End-of-year global climate talks in Paris may cap an historic year for companies seeking to finance green projects via the bond markets.
Standard & Poor’s estimates corporate green-bond offerings will more than double this year to $30 billion. For SEB AB, the world’s top underwriter of the debt in 2014, the surge in issuance couldn’t come at a better time. The Swedish bank, which together with the World Bank back in 2007 created the concept of branding debt sold by environmentally friendly issuers, this month created a fund dedicated to investing in green bonds.
Investors are just as alarmed as everyone else by evidence the environment is suffering and are looking for ways to reflect this concern in their holdings, Marianne Gut, portfolio manager at SEB, said in an interview. “When people talk about the projects behind green bonds, they become happy, which is rare in the world of fixed income,” she said.
SEB’s new fund, which is open to retail and institutional investors, currently only has 13 million euros ($14 million) of assets under management. But by the end of the year, SEB sees that figure growing almost eightfold to 100 million euros, Gut says.

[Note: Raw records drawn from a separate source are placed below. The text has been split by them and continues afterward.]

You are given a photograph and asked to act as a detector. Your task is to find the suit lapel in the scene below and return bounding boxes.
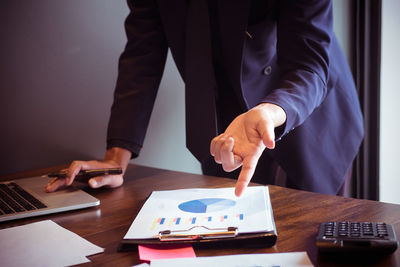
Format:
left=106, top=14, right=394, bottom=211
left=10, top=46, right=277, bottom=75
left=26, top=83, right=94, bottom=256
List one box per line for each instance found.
left=218, top=0, right=250, bottom=99
left=158, top=0, right=187, bottom=77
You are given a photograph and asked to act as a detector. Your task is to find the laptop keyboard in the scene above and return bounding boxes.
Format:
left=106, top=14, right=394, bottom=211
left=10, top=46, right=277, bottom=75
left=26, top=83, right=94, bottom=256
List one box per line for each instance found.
left=0, top=182, right=47, bottom=215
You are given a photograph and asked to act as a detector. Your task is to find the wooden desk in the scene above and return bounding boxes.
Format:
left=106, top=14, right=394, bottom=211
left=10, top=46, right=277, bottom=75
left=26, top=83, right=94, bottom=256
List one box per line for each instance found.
left=0, top=165, right=400, bottom=266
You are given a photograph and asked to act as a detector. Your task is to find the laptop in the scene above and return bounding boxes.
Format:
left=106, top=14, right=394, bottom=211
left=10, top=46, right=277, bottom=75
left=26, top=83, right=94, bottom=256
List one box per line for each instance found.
left=0, top=176, right=100, bottom=222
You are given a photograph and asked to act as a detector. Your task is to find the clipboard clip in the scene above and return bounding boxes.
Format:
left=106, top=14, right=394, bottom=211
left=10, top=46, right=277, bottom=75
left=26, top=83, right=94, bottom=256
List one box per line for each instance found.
left=156, top=225, right=238, bottom=241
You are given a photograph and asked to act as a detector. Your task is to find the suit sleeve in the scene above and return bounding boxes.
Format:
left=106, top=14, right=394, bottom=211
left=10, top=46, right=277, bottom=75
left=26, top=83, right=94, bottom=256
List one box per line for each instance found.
left=107, top=0, right=168, bottom=157
left=263, top=0, right=333, bottom=138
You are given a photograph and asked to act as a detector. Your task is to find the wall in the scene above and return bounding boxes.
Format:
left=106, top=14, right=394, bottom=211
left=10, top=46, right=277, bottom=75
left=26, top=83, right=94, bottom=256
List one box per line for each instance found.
left=0, top=0, right=351, bottom=180
left=379, top=0, right=400, bottom=204
left=0, top=0, right=127, bottom=174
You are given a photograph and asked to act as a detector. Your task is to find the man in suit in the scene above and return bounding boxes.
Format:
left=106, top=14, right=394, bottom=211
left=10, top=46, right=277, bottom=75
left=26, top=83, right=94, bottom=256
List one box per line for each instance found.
left=47, top=0, right=363, bottom=196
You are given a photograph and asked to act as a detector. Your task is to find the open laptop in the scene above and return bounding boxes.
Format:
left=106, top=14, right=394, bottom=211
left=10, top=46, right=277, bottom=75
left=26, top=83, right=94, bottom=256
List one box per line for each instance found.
left=0, top=176, right=100, bottom=222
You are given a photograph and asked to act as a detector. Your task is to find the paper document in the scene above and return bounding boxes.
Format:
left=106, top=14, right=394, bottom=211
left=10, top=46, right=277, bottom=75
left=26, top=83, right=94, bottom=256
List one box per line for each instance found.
left=124, top=186, right=275, bottom=239
left=0, top=220, right=104, bottom=267
left=150, top=252, right=313, bottom=267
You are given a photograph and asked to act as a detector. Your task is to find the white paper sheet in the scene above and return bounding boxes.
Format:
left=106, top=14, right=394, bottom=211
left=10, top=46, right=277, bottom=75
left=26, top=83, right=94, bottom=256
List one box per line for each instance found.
left=0, top=220, right=104, bottom=267
left=124, top=186, right=274, bottom=239
left=150, top=252, right=313, bottom=267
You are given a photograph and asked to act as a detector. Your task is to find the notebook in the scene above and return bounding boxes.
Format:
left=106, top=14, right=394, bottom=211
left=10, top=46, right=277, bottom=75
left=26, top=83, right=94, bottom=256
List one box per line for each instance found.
left=0, top=176, right=100, bottom=222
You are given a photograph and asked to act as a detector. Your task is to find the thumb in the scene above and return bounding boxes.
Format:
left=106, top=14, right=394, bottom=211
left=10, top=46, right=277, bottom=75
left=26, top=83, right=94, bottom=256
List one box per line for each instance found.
left=88, top=175, right=123, bottom=188
left=235, top=154, right=261, bottom=197
left=257, top=121, right=275, bottom=149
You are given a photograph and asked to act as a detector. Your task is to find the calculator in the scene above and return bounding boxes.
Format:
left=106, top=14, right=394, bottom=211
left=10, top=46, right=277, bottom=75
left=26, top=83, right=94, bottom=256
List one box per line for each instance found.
left=316, top=221, right=398, bottom=254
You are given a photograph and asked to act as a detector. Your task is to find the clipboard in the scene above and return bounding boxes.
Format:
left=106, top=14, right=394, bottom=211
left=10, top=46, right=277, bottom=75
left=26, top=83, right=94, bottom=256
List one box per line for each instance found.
left=118, top=186, right=278, bottom=251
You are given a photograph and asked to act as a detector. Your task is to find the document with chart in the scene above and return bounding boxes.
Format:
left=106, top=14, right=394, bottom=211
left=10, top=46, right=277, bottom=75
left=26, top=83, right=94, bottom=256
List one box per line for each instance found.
left=122, top=186, right=276, bottom=245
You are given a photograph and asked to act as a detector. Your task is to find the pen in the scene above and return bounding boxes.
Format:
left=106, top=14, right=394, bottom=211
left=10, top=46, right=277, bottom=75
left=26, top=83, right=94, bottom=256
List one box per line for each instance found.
left=44, top=168, right=122, bottom=178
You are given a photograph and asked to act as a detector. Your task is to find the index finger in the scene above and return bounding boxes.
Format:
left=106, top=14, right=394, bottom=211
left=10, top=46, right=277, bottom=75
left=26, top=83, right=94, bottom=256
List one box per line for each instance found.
left=235, top=155, right=260, bottom=197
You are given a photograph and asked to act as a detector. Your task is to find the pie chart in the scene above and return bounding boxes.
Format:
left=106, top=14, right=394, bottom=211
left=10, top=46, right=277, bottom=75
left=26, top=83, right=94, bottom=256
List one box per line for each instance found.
left=178, top=198, right=236, bottom=213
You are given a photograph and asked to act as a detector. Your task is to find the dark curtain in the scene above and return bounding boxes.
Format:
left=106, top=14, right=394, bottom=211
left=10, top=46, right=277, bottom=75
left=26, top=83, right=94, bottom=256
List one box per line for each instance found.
left=351, top=0, right=382, bottom=200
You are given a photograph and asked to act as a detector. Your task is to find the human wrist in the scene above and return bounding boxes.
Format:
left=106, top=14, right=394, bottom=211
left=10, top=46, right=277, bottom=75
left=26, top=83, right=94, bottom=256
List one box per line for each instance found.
left=255, top=103, right=286, bottom=128
left=104, top=147, right=132, bottom=173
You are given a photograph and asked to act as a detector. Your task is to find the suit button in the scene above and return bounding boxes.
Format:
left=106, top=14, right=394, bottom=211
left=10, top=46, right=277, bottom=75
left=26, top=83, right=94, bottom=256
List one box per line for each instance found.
left=264, top=66, right=272, bottom=75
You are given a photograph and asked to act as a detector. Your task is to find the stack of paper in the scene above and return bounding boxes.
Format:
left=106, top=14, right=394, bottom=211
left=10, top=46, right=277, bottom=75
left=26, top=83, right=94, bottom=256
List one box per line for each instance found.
left=124, top=186, right=275, bottom=241
left=135, top=252, right=313, bottom=267
left=0, top=220, right=104, bottom=267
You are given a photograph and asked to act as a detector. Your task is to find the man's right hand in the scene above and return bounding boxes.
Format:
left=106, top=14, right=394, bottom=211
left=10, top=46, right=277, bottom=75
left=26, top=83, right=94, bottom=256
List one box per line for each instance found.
left=46, top=147, right=131, bottom=193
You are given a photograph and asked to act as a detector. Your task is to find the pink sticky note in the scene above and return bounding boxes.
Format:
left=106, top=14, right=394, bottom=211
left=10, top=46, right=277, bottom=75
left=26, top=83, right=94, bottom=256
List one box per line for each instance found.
left=138, top=244, right=196, bottom=263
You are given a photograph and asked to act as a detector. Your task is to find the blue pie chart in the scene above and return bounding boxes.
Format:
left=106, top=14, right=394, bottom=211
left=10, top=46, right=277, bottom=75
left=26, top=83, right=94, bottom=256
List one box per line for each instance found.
left=178, top=198, right=236, bottom=213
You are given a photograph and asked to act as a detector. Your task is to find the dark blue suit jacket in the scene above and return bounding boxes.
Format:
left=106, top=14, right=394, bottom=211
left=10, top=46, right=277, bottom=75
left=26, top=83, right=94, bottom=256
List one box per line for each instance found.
left=108, top=0, right=363, bottom=197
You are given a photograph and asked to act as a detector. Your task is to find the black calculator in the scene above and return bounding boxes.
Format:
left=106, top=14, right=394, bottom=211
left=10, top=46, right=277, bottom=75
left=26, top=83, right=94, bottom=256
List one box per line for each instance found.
left=316, top=222, right=398, bottom=254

Holdings so far are mainly those issued by supranationals, but Gut “expects to buy more and more corporate bonds in-line with new issuance trends, as well as to broaden the asset base and pick up yield,” she said.

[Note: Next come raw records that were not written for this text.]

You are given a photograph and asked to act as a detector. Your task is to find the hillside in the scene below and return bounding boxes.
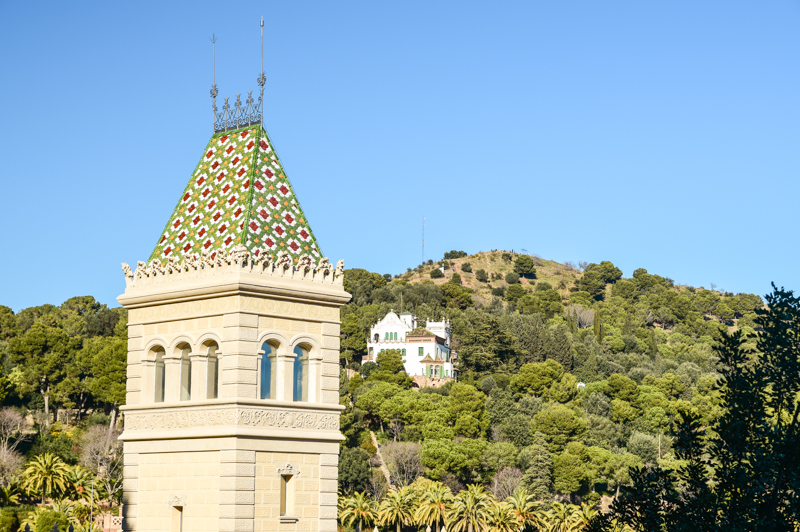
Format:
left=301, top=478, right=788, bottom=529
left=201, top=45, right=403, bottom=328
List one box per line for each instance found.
left=399, top=251, right=581, bottom=304
left=340, top=251, right=764, bottom=504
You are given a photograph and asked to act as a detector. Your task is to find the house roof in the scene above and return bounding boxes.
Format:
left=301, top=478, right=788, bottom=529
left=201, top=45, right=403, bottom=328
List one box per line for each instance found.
left=150, top=125, right=322, bottom=263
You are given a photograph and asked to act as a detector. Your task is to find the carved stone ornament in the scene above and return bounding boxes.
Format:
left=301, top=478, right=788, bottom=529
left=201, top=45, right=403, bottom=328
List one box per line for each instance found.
left=169, top=495, right=186, bottom=508
left=122, top=244, right=344, bottom=287
left=278, top=464, right=300, bottom=476
left=125, top=408, right=339, bottom=431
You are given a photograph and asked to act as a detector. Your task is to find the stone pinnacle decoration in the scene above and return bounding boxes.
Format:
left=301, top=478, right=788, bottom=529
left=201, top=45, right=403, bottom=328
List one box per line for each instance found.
left=148, top=124, right=321, bottom=264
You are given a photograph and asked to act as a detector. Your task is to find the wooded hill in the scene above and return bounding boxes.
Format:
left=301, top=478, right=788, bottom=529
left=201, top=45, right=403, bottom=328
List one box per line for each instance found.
left=340, top=251, right=763, bottom=502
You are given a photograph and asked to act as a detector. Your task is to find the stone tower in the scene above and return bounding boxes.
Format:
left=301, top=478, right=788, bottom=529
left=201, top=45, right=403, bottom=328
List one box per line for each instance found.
left=118, top=114, right=350, bottom=532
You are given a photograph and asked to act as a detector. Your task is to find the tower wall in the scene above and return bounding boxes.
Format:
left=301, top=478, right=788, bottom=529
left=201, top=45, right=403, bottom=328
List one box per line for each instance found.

Vestas Wind Systems A/S was among a number of Nordic issuers of green debt in the first quarter. The world’s largest maker of wind turbines, which initially targeted a minimum principal amount of 300 million euros, ended up issuing 500 million euros in March after “the transaction was received very well by the European investors,” it said.
The green-bond market overall may this year expand to as much as $100 billion, according to estimates from the Climate Bonds Initiative, making it one of the fastest growing corners of the fixed-income market.
Sales of green bonds reached $9 billion in the first quarter, according to Bloomberg New Energy Finance, with supranational, sovereign and agency institutions still making up the bulk of new issues.
The S&P Green Bond Index has delivered investors a loss of 4.4 percent year to date, compared with a 1.75 percent gain on the Bloomberg USD IG Composite Bond Index.
“Green bond indexes have underperformed the broader markets because of a bias towards sovereign and supranational issuers and their shorter duration,” said Gregory Elders, an analyst at Bloomberg Intelligence.
But that may not discourage investors. According to Elders, as issuance grows to include corporates, longer maturities, high yield and emerging markets, that will increase their appeal and draw in a bigger group of potential buyers.